# 2013-2014 Catch Pictures and Stories



## Corey J

If the moderators could makes this a sticky, it would be greatly appreciated! Everyone post your catches here! Let us know what set you used and also what trap you used. You can even share what baits and lures you used! I'm looking forward to an awesome season! Can't wait to see what you guys catch! Good luck!!!

May your traps always be full


----------



## JonathonJEB

I must love work cause I keep setting for these things.


----------



## Toddmann

JonathonJEB said:


> I must love work cause I keep setting for these things.
> 
> I couldn't agree more but man do I love water sets for beaver and otter. That looks like about 200# of beaver right there. Will make some good bait for land sets. Congrats. I caught 2 big ones as well.


----------



## Corey J




----------



## Mr.MainFrame10

That's it Corey? LOL! Just kidding. Don't you hate it when those dumb grinners get in your traps after you worked so hard to set.


----------



## mpwarrak

Did you tell him a joke?  It looks like he's ROFL laughing.


----------



## goob

Do yall turn the possums loose?


----------



## Corey J

goob said:


> Do yall turn the possums loose?



I do! No point in killing them for me. They don't hurt anything, it's just annoying when they get into your traps.


----------



## Buck Roar

Late checking in but Computer has been out all week. I have caught 2 grinners and 2 baby coons. i kill grinners because they eat turkey eggs. Will post pics after I upload.


----------



## Buck Roar

Caught both Possums and one coon in cagetrap and the other coon in a duke 2 dirthole set baited with egg shells and GHII as a call lure.


----------



## Corey J

First catch ever by Hoytslanger87. Caught on a flat set!


----------



## CowtownHunter

Had my buddy Kenny reset a couple of my traps for me as work and the weather got in my way.  Here's what he found!


----------



## mr otter

http://[URL=http://s1294.photobucket.com/user/bolling2/media/2670786E-5B78-4043-95AE-D5D9116C7D6B_zps19zxz9mf.jpg.html]
	
[/URL]


----------



## goob

nice


----------



## Buck Roar

Caught this big coon in same cage trap today. I am guessing she was around 13 pounds.


----------



## goob

she's been eating healthy


----------



## Buck Roar

Yeah. When I was skinning her she had a lot of fat.


----------



## goob

Somebody been putting dog food in their feeders.


----------



## RedRyder

6 coons
1 Grey
and more possums than I care to think about. 

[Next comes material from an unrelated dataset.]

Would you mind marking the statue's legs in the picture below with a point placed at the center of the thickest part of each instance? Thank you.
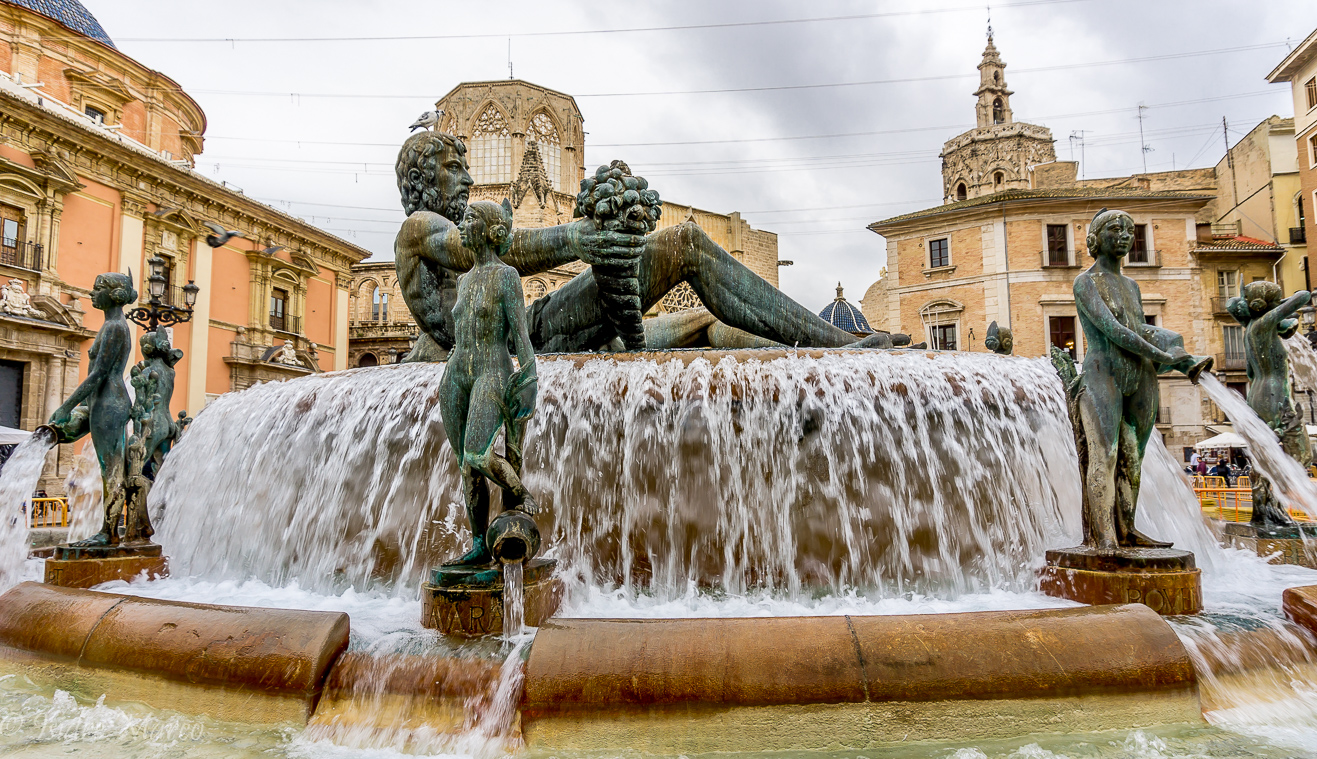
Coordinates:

Disclaimer: I do have a steel permit for the property I am trapping.


----------



## Ancient Obsession

!!¿?!@";&/%#}<¥¥€¿¿¿???!!!!!


----------



## Corey J

Bump!


----------



## mr otter

Caught these yesterday 

http://[URL=http://s1294.photobucket.com/user/bolling2/media/6C9DD5C7-0B90-4382-B7EF-31C38B247673_zpsw6pkgivf.jpg.html]
	
[/URL]


----------



## Ancient Obsession

Sweet! I pulled mine after all the rain, didn't get em reset for this weeks dry. Maybe after this weekend it'll stay dry fur a bit.


----------



## huntall

Nice pictures!


----------



## Corey J

First red fox! Caught on a dirthole set using an mb550.


----------



## gatrapperboy

Me and my partners catches from last week.


----------



## mr otter

Nice catch!


----------



## huntall

Good catch gatrapper!


----------



## Corey J

Dirt hole set


----------



## shotgunpapa

Hey ya'll i am just starting to trap have some question if you don't  mined first do you sale your pelts if so what is the biggest pelts that sale. and if they sale how would i go about paying taxes on the money   I thank you for your help. i thought about coon & coyote, bob cat we have lot on our hunting club.


----------



## Trapper Glatzer

Shotgun, only the bobcat has some value to those animals you mentioned. Example: 2 years ago Marten were bringing $100, now they are $60. The south has too much heat to get the really nice fur with 2 or 3 layers of guard hair to keep the critters warm from really cold weather. In my opinion, I would make leather out of your nicest animal fur. Eat the beaver just like you do deer, they are very tasty.


----------



## Bullets n Broadheads

Corey J said:


> I do! No point in killing them for me. They don't hurt anything, it's just annoying when they get into your traps.


possums eat ticks, I always turn them loose. If they don't hurt the deer or turkey population, let em go!


----------



## Hillbilly stalker

Them possums clean out whole nests of eggs,turkey,ducks,quail, whatever. Them and coons are nestst raiders, they kill more turkeys than any coyote.


----------



## cotton top

Hillbilly stalker said:


> Them possums clean out whole nests of eggs,turkey,ducks,quail, whatever. Them and coons are nestst raiders, they kill more turkeys than any coyote.


They sure do alot of damage on ground nesting, also tear up rabbit nest too.


----------